18 Del. C. 1953, § 2911; 56 Del. Laws, c. 380, § 1; 60 Del. Laws, c. 195, § 1; 63 Del. Laws, c. 399, § 1.;

§ 2912. Table of installments.

In case the policy provides that the proceeds may be payable in installments which are determinable at issue of the policy, there shall be a table showing the amounts of the guaranteed installments.

18 Del. C. 1953, § 2912; 56 Del. Laws, c. 380, § 1.;

§ 2913. Reinstatement.

There shall be a provision that unless: (1) the policy has been surrendered for its cash surrender value; (2) its cash surrender value has been exhausted; or (3) the paid-up term insurance, if any, has expired; the policy will be reinstated at any time within 3 years (or 2 years in the case of industrial life insurance policies) from the date of premium default upon written application therefor, the production of evidence of insurability satisfactory to the insurer, the payment of all premiums in arrears with interest at a rate not exceeding 6% per annum compounded annually, and the payment or reinstatement of any indebtedness to the insurer upon the policy with interest as provided in § 2911 of this title.

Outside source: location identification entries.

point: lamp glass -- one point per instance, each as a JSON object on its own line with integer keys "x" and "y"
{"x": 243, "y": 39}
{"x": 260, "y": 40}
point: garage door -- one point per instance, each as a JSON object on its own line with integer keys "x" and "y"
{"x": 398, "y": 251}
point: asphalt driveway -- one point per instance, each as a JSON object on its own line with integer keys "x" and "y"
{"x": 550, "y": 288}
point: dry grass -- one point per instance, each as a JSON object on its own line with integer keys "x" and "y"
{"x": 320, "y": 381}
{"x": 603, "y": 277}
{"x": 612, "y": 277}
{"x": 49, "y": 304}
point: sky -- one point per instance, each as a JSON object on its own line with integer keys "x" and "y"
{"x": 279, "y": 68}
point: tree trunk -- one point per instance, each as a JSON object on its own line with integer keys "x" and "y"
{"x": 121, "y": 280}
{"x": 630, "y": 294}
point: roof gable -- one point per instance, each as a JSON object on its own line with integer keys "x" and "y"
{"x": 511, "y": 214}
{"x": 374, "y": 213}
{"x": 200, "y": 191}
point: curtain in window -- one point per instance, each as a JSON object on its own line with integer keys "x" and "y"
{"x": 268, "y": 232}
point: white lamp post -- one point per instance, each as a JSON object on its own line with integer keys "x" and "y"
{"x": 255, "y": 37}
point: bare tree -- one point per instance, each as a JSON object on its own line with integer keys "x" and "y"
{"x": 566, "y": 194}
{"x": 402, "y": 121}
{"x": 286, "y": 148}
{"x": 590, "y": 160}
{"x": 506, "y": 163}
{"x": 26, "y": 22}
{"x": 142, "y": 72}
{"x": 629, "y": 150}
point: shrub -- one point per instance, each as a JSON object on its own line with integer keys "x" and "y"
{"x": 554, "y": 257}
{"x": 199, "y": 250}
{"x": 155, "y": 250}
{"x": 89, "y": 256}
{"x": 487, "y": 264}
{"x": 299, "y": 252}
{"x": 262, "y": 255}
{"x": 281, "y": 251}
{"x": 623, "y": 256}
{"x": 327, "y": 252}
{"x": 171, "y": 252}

18 Del. C. 1953, § 2913; 56 Del. Laws, c. 380, § 1; 63 Del. Laws, c. 399, § 2.;

§ 2914. Payment of claims.

There shall be a provision that when the benefits under the policy shall become payable by reason of the death of the insured, settlement shall be made upon receipt of due proof of death and, at the insurer's option, surrender of the policy and/or proof of the interest of the claimant. If an insurer shall specify a particular period prior to the expiration of which settlement shall be made, such period shall not exceed 2 months from the receipt of such proofs.

18 Del. C. 1953, § 2914; 56 Del. Laws, c. 380, § 1.;

§ 2915. Beneficiary, industrial policies.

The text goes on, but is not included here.